Atima Lui was in primary school when she first learned that “nude” is not universal. Now 30, she still recalls playing with a white friend’s makeup and struggling to find colours that complemented her rich skin tone. “I would try to put [her makeup] on and it would just make me look like a clown,” says Lui, who is of Sudanese and African-American descent. “I think back to growing up and how my mother barely wore makeup. Now I know it’s because makeup just wasn’t made for her.”
The cosmetics landscape has long been unfriendly terrain for anyone on the wrong side of beige. Before Rihanna introduced her groundbreaking Fenty Beauty line with 40 shades of foundation in 2017, pushing competing brands to diversify their palettes or face public backlash, people with darker skin had few accessible options that matched and enhanced their complexion.
But what Rihanna has done to address the issue of foundation shade selection, Lui is now hoping to do for colour matching – finding the perfect shade of makeup is usually left to guesswork or performed by associates on the beauty department floor. With her computer vision tool, Nudemeter, users simply upload a selfie and complete a short quiz, and an algorithm suggests the product that best matches their skin tone.
Lui first conceived of the idea in 2016, during her final year at Harvard Business School, as a tool to empower dark-skinned shoppers to make purchases that helped boost their confidence. “I just went back to being a Black woman growing up in Topeka, Kansas, and just not feeling beautiful, not feeling like the standard of intelligence, not feeling good enough,” she explains. “Beauty is undervalued as a source of power in the world.”
But developing Nudemeter was no easy undertaking. The world of facial recognition technology is as guilty of light-skin bias as the beauty industry. A 2018 MIT study, led by Algorithmic Justice League founder Joy Buolamwini, found that commercial artificial intelligence systems had error rates as high as 35 per cent when identifying the features of darker-skinned women, compared to less than one per cent for lighter-skinned men – a discrepancy attributed to datasets “overwhelmingly composed of lighter-skinned subjects.”

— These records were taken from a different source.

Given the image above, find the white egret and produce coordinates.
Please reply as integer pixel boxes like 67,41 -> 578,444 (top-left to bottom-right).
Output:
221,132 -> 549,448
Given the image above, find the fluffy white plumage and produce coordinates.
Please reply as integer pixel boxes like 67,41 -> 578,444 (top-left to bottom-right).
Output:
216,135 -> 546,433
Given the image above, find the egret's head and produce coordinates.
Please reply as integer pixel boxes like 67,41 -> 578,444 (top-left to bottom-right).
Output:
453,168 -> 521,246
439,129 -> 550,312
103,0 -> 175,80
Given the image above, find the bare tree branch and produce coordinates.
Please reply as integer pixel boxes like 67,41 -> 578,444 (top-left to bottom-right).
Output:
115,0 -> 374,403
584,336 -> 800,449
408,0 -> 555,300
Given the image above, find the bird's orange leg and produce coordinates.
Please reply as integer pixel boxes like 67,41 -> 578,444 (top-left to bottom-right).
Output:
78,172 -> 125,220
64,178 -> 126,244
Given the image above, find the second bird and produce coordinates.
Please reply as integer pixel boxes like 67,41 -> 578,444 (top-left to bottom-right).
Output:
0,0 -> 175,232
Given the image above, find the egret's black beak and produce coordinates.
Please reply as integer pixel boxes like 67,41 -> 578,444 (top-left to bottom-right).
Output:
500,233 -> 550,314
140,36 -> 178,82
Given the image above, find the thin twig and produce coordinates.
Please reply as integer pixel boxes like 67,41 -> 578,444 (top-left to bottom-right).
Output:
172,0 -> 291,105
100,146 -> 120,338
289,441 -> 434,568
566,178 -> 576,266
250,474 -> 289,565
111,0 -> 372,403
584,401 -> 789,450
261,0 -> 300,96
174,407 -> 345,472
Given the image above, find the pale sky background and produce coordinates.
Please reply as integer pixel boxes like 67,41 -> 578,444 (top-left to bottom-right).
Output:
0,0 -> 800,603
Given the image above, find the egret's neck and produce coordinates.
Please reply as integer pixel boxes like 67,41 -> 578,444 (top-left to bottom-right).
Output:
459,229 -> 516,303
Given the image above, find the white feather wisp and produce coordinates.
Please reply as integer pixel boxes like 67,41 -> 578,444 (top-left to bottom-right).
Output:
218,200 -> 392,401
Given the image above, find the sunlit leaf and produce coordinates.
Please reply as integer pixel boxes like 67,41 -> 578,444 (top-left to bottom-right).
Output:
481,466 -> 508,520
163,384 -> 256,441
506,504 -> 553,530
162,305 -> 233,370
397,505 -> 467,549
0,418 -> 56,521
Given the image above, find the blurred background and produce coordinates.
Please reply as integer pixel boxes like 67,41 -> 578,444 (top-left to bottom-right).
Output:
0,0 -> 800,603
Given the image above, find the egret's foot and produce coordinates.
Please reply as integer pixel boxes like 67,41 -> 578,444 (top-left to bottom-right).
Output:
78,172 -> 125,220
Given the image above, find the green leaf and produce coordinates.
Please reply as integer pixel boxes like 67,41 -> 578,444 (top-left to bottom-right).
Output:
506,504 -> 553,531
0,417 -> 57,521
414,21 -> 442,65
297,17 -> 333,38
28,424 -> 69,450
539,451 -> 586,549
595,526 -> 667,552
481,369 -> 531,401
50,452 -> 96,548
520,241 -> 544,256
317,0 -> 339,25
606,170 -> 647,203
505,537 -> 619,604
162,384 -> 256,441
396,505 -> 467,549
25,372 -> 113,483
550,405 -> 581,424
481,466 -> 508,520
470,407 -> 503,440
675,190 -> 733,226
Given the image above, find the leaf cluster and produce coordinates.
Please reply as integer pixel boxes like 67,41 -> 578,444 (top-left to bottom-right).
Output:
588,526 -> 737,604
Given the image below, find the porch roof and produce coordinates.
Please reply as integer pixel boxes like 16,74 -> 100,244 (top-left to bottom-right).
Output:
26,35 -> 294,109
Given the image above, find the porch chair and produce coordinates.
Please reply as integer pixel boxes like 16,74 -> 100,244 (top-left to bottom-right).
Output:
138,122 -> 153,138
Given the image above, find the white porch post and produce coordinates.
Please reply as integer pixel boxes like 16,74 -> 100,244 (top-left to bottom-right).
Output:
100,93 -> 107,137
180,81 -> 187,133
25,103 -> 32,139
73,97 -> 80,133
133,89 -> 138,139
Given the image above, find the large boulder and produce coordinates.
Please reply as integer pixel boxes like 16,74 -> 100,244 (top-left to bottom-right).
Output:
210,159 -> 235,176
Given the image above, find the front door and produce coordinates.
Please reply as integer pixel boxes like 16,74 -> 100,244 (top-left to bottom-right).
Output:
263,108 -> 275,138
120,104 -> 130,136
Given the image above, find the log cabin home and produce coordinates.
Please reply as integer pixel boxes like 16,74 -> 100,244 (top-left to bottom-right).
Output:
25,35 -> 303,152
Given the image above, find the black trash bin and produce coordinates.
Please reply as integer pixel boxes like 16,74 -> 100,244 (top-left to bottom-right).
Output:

To avoid this problem, Lui had to train her algorithm with images that more accurately represented the skin-colour spectrum, from the palest whites to the darkest browns. To this end, she issued call outs encouraging volunteers of all skin tones to submit photos of themselves to aid in her mission to “change the standard of beauty to match the full range of diversity in human skin.” Once she had a dataset in place, she reached out to Michael Brown and Mahmoud Afifi at York University in Toronto, who specialise in color analysis and digital image processing, to make sure the algorithm could deduce the user’s true skin tone, regardless of their device or the conditions in which their photo was taken.
“[Our phones] are really intended to create beautiful images, not images with color accurate measurements… which makes the challenge that I’m working on that much more difficult,” Lui says. “It’s all about using AI to predict the color of the real scene that is depicted in the image, and not actually measuring the color from the pixels.”
The potential for this technology hasn’t gone unnoticed. In 2018, beauty behemoth Coty, whose brands include Rimmel, Max Factor and Kylie Cosmetics, awarded Nudemeter the grand prize for their Digital Accelerator Start-Up Program, and helped Lui refine and stress test her algorithm. Last year, Spktrm Beauty, an independent brand targeting shoppers with darker skin, became the first to utilise Nudemeter on its website, and in May, hosiery company Nude Barre introduced the app to help shoppers pick out the right tights for them.
Looking to the future, Lui hopes to see further growth on the colour-matching side, but also sees potential for her technology beyond that. “I think there’s power in using it for opportunities like virtual makeup try-on, or virtual glasses try-on, or even improving Instagram filters,” she says. “It’s about feeling seen, feeling beautiful and having fun.”
She also envisions someday sharing her dataset (which is proprietary) with other companies attempting to create more inclusive AI technologies and combat existing biases. But in the meantime, her priority is refining and challenging the Nudemeter algorithm to be as inclusive as possible.
“I’m really proud of how well my technology can measure the skin tones, undertones and differences of dark-skinned women… But how is the technology reading the faces of people with vitiligo? What about people who are bald and have hair loss? What about people who are over 70 years old and might have a lot of wrinkles?” she says. “This work of creating inclusive and representative technology is never done.”